Reputation: 4545
I am trying to write a query that retrieves all paths that are reachable from a specified vertex. In other words I am trying to retrieve the entire cluster/sub-graph that the vertex is connected to. A couple more constraints on the query are:
I currently have the following two queries which appear to work expected on small, toy graphs I have tested them on. However, there seem to be some edge cases in our large, production graph that does not return all the paths/edges/vertices I would expect it to, but I cannot explain as to why this happens. The two queries also sometimes return some different vertices than each other.
I would prefer a fresh view on how to approach this query, rather than trying to adjust what I currently have, so please try to provide a solution before looking at my current solution below.
Query 1:
g.V(uid).repeat(bothE().bothV().simplePath()).until(loops().is_(10)).emit().dedup().path().by(valueMap(True))
Query 2:
g.V(uid).repeat(bothE().bothV().simplePath()).until(bothE().simplePath().count().is_(0).or_().loops().is_(10)).dedup().path().by(valueMap(True))
Upvotes: 0
Views: 1313
Reputation: 14371
Using this simple binary tree as a test graph
g.addV('root').property('data',9).as('root').
addV('node').property('data',5).as('b').
addV('node').property('data',2).as('c').
addV('node').property('data',11).as('d').
addV('node').property('data',15).as('e').
addV('node').property('data',10).as('f').
addV('node').property('data',1).as('g').
addV('node').property('data',8).as('h').
addV('node').property('data',22).as('i').
addV('node').property('data',16).as('j').
addV('node').property('data',7).as('k').
addV('node').property('data',51).as('l').
addV('node').property('data',13).as('m').
addV('node').property('data',4).as('n').
addE('left').from('root').to('b').
addE('left').from('b').to('c').
addE('right').from('root').to('d').
addE('right').from('d').to('e').
addE('right').from('e').to('i').
addE('left').from('i').to('j').
addE('left').from('d').to('f').
addE('right').from('b').to('h').
addE('left').from('h').to('k').
addE('right').from('i').to('l').
addE('left').from('e').to('m').
addE('right').from('c').to('n').
addE('left').from('c').to('g').iterate()
We could find all the paths using
gremlin> g.V().hasLabel('root').
......1> repeat(bothE().otherV().simplePath()).
......2> until(__.not(bothE().simplePath())).
......3> path().
......4> by('data').
......5> by(label)
==>[9,right,11,left,10]
==>[9,left,5,left,2,left,1]
==>[9,left,5,left,2,right,4]
==>[9,left,5,right,8,left,7]
==>[9,right,11,right,15,left,13]
==>[9,right,11,right,15,right,22,left,16]
==>[9,right,11,right,15,right,22,right,51]

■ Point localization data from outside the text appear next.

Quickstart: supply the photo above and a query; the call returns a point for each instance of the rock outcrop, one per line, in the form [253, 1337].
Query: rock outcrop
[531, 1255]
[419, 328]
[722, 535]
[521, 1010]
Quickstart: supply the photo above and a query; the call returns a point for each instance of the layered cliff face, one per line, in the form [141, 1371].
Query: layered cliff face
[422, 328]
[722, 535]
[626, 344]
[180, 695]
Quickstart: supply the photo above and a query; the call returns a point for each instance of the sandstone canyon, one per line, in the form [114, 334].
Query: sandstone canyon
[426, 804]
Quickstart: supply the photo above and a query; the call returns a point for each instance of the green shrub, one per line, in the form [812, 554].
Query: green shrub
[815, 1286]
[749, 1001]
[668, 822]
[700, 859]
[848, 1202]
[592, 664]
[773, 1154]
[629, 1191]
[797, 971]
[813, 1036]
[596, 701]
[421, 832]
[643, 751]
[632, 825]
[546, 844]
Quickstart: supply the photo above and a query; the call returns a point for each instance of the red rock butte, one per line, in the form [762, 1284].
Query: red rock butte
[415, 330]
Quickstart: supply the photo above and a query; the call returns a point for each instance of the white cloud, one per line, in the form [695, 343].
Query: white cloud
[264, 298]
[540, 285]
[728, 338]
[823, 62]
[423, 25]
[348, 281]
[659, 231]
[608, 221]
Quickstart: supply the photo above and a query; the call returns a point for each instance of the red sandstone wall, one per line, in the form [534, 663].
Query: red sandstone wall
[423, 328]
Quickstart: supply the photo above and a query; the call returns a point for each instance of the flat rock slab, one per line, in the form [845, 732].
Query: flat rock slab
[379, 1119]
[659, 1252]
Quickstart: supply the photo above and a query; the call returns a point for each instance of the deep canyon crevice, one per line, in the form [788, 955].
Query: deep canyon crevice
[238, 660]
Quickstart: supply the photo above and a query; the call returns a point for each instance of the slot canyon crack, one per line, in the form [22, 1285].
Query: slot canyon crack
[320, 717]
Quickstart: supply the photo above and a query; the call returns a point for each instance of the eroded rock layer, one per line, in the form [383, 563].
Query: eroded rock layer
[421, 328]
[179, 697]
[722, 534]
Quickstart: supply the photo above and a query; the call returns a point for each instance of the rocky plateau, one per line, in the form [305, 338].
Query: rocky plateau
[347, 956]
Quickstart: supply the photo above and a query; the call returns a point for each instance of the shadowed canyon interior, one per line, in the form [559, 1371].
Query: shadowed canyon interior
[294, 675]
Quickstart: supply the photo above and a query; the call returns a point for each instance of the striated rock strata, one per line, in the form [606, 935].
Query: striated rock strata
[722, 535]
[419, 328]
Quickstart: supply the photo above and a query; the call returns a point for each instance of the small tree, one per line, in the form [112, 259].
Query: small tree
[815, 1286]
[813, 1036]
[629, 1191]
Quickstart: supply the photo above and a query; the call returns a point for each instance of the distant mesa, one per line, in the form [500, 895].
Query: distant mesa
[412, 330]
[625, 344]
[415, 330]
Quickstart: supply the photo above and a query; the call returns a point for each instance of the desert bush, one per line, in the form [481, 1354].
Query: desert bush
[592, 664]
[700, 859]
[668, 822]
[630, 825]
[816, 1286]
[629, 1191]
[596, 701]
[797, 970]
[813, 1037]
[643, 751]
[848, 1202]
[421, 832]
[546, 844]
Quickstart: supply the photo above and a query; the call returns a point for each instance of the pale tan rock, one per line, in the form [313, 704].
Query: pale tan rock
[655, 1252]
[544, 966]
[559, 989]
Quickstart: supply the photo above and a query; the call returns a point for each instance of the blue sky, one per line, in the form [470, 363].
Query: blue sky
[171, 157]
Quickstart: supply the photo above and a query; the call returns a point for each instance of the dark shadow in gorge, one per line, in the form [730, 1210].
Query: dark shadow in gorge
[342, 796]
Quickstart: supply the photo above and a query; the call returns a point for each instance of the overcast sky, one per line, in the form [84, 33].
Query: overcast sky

Note that I used bothE().otherV()
as you said in your case you may have some incoming edges as well as outgoing ones.
We could also use the subgraph
step to return the whole sub graph containing both vertices and edges. This example finds the subtree that starts at the vertex for the value 5.
gremlin> g.V().has('data',5).
......1> repeat(bothE().subgraph('sg').otherV().simplePath()).
......2> until(__.not(bothE().simplePath())).
......3> cap('sg')
==>tinkergraph[vertices:14 edges:13]
Note that both of these approaches assumes that all paths end at leaf nodes. I left out the loops()
test but you can add that in as needed.
Upvotes: 2